AD

Anthony DiGiovanni

2174 karmaJoined

Bio

Researcher at the Center on Long-Term Risk. All opinions my own.

Sequences
1

The challenge of unawareness for impartial altruist action guidance

Comments
258

Quotes: Recent discussions of backfire risks in AI safety

Some thinkers in AI safety have recently pointed out various backfire effects that attempts to reduce AI x-risk can have. I think pretty much all of these effects were known before,[1] but it's helpful to have them front of mind. In particular, I'm skeptical that we can weigh these effects against the upsides precisely enough to say an AI x-risk intervention is positive or negative in expectation, without making an arbitrary call. (Even if our favorite intervention doesn't have these specific downsides, we should ask if we're pricing in the downsides (and upsides) we haven't yet discovered.)

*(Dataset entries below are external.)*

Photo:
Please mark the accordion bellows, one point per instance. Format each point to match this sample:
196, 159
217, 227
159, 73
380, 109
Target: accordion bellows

(Emphasis mine, in all the quotes below.)

Holden's Oct 2025 80K interview:

Holden: I mean, take any project. Let’s just take something that seems really nice, like alignment research. You’re trying to detect if the AI is scheming against you and make it not scheme against you. Maybe that’ll be good. But maybe the thing you’re doing is something that is going to get people excited, and then they’re going to try it instead of doing some other approach. And then it doesn’t work, and the other approach would have worked. Well, now you’ve done tremendous harm. Maybe it will work fine, but it will give people a false sense of security, make them think the problem is solved more than it is, make them move on to other things, and then you’ll have a tremendous negative impact that way.

Rob Wiblin: Maybe it’ll be used by a human group to get more control, to more reliably be able to direct an AI to do something and then do a power grab.

Holden: [...] Maybe it would have been great if the AIs took over the world. Maybe we’ll build AIs that are not exactly aligned with humans; they’re actually just much better — they’re kind of like our bright side, they’re the side we wish we were. [...]

[... M]aybe alignment is just a really… What it means is that you’re helping make sure that someone who’s intellectually unsophisticated — that’s us, that’s humans — remains forever in control of the rest of the universe and imposes whatever dumb ideas we have on it forevermore, instead of having our future evolve according to things that are much more sophisticated and better reasoners following their own values.

[...]

Holden: I just think AI is too multidimensional, and there’s too many considerations pointing in opposite directions. I’m worried about AIs taking over the world, but I’m also worried about the wrong humans taking over the world. And a lot of those things tend to offset each other, and making one better can make the other worse. [...]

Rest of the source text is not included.